The Act states that, if an employer refuses to hire an applicant after learning about his or her conviction, it must be supported by a “legitimate business reason.” The Act requires a balancing test to determine whether a legitimate business reason is justifiable by weighing the following factors:

  1. The specific duties and responsibilities related to the employment sought;
  2. The bearing, if any, the criminal offense or offenses for which the applicant was convicted will have on his or her ability to perform the job duties;
  3. The time that has passed since the conviction;
  4. The applicant’s age at the time of the conviction;
  5. The frequency and seriousness of the crime;
  6. Information produced by the applicant regarding his or her rehabilitation and good conduct since the conviction; and
  7. The public policy that underlying the Act — that it is “beneficial generally for ex-offenders to obtain employment.”  

If an employer decides to withdraw an applicant’s conditional offer, the applicant may request that the employer provide a Statement of Denial within 30 days that articulates the legitimate business reason. The Statement of Denial must specifically identify the employer’s consideration of the factors set forth above and advise the applicant of his or her right to file an administrative complaint with the DC Office of Human Rights.

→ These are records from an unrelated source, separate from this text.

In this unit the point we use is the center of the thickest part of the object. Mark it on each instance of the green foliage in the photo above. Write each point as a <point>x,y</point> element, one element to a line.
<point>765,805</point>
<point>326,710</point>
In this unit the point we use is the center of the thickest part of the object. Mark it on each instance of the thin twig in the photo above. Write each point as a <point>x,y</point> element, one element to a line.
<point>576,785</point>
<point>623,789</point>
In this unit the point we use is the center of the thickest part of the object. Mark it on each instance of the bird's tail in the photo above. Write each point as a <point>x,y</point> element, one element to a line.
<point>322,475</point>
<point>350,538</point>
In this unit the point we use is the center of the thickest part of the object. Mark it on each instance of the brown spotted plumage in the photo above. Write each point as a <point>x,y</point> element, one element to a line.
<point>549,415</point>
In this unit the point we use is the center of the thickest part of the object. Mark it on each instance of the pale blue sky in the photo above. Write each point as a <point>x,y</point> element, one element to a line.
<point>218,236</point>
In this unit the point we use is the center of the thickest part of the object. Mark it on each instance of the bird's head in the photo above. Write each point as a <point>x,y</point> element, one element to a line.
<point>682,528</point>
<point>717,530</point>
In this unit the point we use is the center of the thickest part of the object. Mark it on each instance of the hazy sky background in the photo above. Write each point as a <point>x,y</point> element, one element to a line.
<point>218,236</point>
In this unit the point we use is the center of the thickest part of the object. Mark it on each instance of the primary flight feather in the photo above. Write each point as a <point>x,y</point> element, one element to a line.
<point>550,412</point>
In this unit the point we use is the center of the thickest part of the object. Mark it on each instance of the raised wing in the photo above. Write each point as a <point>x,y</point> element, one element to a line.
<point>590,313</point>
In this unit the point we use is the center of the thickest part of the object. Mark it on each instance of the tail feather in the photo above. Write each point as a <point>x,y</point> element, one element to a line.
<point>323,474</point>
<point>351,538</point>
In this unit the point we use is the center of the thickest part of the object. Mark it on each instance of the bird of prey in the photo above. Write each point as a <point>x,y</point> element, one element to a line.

The Act also sets forth some exemptions, such as when a law or regulation requires the consideration of an applicant’s criminal history for the purpose of employment or when an applicant voluntarily discloses his or her criminal history before a conditional offer is extended. And, like most employment-related legislation, the Act contains an anti-retaliation provision which makes it unlawful for an employer to retaliate against an applicant or employee for exercising his or her rights under the Act. Importantly, however, the Act includes no private right of action — only an administrative remedy when an applicant believes a job denial is based on an employer’s inappropriate use of criminal history.

By passing the legislation, DC has followed a national trend that has been percolating over the last few years. According to the National Employment Law Project, 12 states and more than 66 cities and counties have adopted ban-the-box policies.